Diese Meinung erlege ich mir im ersten Semester auf und seitdem begleitet sie mich - mal offener, mal verdeckter - durchs Studium. Jeden Tag sind ein paar bis tausende Studierende um mich, ich sehe sie, höre sie, rieche sie auch manchmal. Wieso sollte man da allein sein?!

Ja, wieso?
Zuerst merke ich: Weil man sie nicht kennt. Man schleicht aneinander vorbei, als würden durchsichtige Tücher zwischen einem selbst und den anderen hängen. Man kann sie berühren, für einen Moment zur Seite schieben, bevor sie sich wieder schließen. Kontakt bekomme ich nur langsam, zu Einzelnen, über Hürden und um Ecken.

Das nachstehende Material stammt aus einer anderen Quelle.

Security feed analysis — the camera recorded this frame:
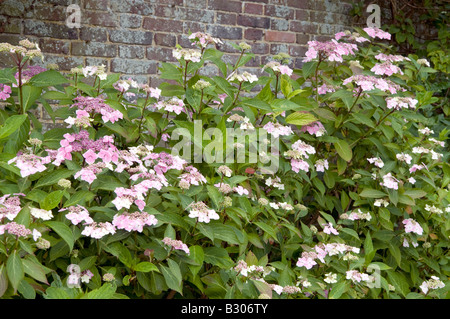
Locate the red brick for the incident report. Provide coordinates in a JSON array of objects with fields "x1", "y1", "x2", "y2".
[
  {"x1": 39, "y1": 39, "x2": 70, "y2": 55},
  {"x1": 244, "y1": 3, "x2": 264, "y2": 15},
  {"x1": 244, "y1": 28, "x2": 264, "y2": 41},
  {"x1": 82, "y1": 11, "x2": 117, "y2": 27},
  {"x1": 237, "y1": 14, "x2": 270, "y2": 29},
  {"x1": 155, "y1": 33, "x2": 177, "y2": 47},
  {"x1": 142, "y1": 17, "x2": 183, "y2": 33},
  {"x1": 287, "y1": 0, "x2": 312, "y2": 9},
  {"x1": 216, "y1": 11, "x2": 237, "y2": 25},
  {"x1": 289, "y1": 45, "x2": 307, "y2": 58},
  {"x1": 265, "y1": 30, "x2": 296, "y2": 43},
  {"x1": 208, "y1": 0, "x2": 242, "y2": 13}
]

Dann: Erste Enttäuschungen, verletzte Erwartungen und schmerzvolle Disharmonien. Nicht mit jedem lässt sich Tau knüpfen, manchmal bleibt es bei einem dünnen Band und manchmal reißt auch das. Erst brennt das ein bisschen, wie eine frische Wunde. Irgendwann vergisst man es.

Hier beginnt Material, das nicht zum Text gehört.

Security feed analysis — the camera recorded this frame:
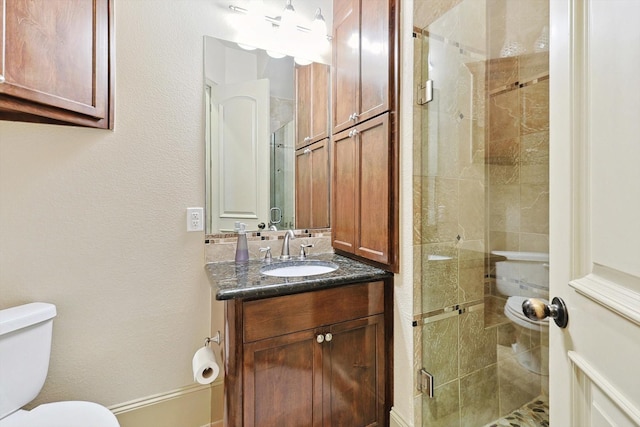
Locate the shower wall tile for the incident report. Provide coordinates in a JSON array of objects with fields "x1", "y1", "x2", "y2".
[
  {"x1": 420, "y1": 243, "x2": 458, "y2": 313},
  {"x1": 489, "y1": 184, "x2": 521, "y2": 232},
  {"x1": 487, "y1": 57, "x2": 519, "y2": 93},
  {"x1": 460, "y1": 364, "x2": 499, "y2": 427},
  {"x1": 422, "y1": 317, "x2": 458, "y2": 384},
  {"x1": 458, "y1": 240, "x2": 485, "y2": 302},
  {"x1": 458, "y1": 179, "x2": 485, "y2": 240},
  {"x1": 520, "y1": 184, "x2": 549, "y2": 234},
  {"x1": 416, "y1": 380, "x2": 460, "y2": 427},
  {"x1": 519, "y1": 233, "x2": 549, "y2": 253},
  {"x1": 489, "y1": 90, "x2": 520, "y2": 144},
  {"x1": 421, "y1": 177, "x2": 459, "y2": 243},
  {"x1": 519, "y1": 80, "x2": 549, "y2": 135},
  {"x1": 458, "y1": 310, "x2": 497, "y2": 376},
  {"x1": 518, "y1": 51, "x2": 549, "y2": 82}
]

Zuletzt: Was sagt es aus, viele Freunde zu haben? Ist das nicht eine Fortsetzung des Kampfes um Beliebtheit, der in der Schule über den eigenen Status entschied und dem man eigentlich nur entfliehen wollte? Will ich mich definieren über Andere und ob sie mich mögen oder akzeptieren oder - wie es mir manchmal vorkommt - tolerieren, um auch nicht allein zu sein? Weil das eben uncool ist?
Etwas in mir windet sich bei dem Gedanken, nur mit jemandem Zeit zu verbringen, um sich all die Fragen nicht zu stellen, die kommen, wenn ich allein bin: Warum ist das so? Schmälert das meinen Wert? Macht es mich "komisch", so wie die Leute, die ihre Brille etwas zu tief Richtung Nasenspitze tragen (finde ich, die ihre Wollsocken hochzieht bis Mitte Schienbein, eher sympathisch)? Werde ich eigenartig und schrullig, ohne es zu merken?
Eigen-artig. Jemand hat seine eigene Art. Ist das nicht etwas sehr Erstrebenswertes? Der-/Diejenige weiß, was und wohin sie will und was nicht. Davon komme ich mir gerade weit entfernt vor. Wenn mich das Alleinsein - nicht zu verwechseln mit Einsam-Sein - dem näher bringt, dann nehm' ich davon eine Portion, danke.
Manchmal lehrt einen das Alleinsein auch etwas. Bei mir sind das oft Dinge, die ich mir eigentlich nicht zu lernen wünschte, für die ich jetzt aber dankbar bin. Zum Beispiel, dass Ablehnung erstmal schmerzt, aber dann Wege frei macht für ganz wunderbare andere Erfahrungen, die andernfalls nie gemacht worden wären. Bevor ich diesen Text zu schreiben begann, rief ich einen Freund an, der nicht ans Handy ging. Hätten wir eine kurze und wahrscheinlich sehr belanglose Unterhaltung geführt, hätte ich mich nicht mehr hingesetzt und hier meinen Seelenschnodder hingeschmiert (ob der nun wertvoll ist oder nicht, sei dahingestellt, für mich ist es aber wie eine Lungen- und Hirnreinigung).
Momente und Beziehungen mit Menschen können wunderbar sein und eins der beglückendsten Gefühle ist das der Verbundenheit mit anderen. Aber die kann sich nur einstellen, wenn man sich freiwillig und bewusst dafür entscheidet und nicht aus einem Zwang heraus, nicht auf dem sozialen Abstellgleis zu landen. Nur dann bin ich frei, Nähe zuzulassen und zu genießen. Weil ICH es will.

In vielen anderen Fällen ist Alleinsein manchmal ganz schön cool.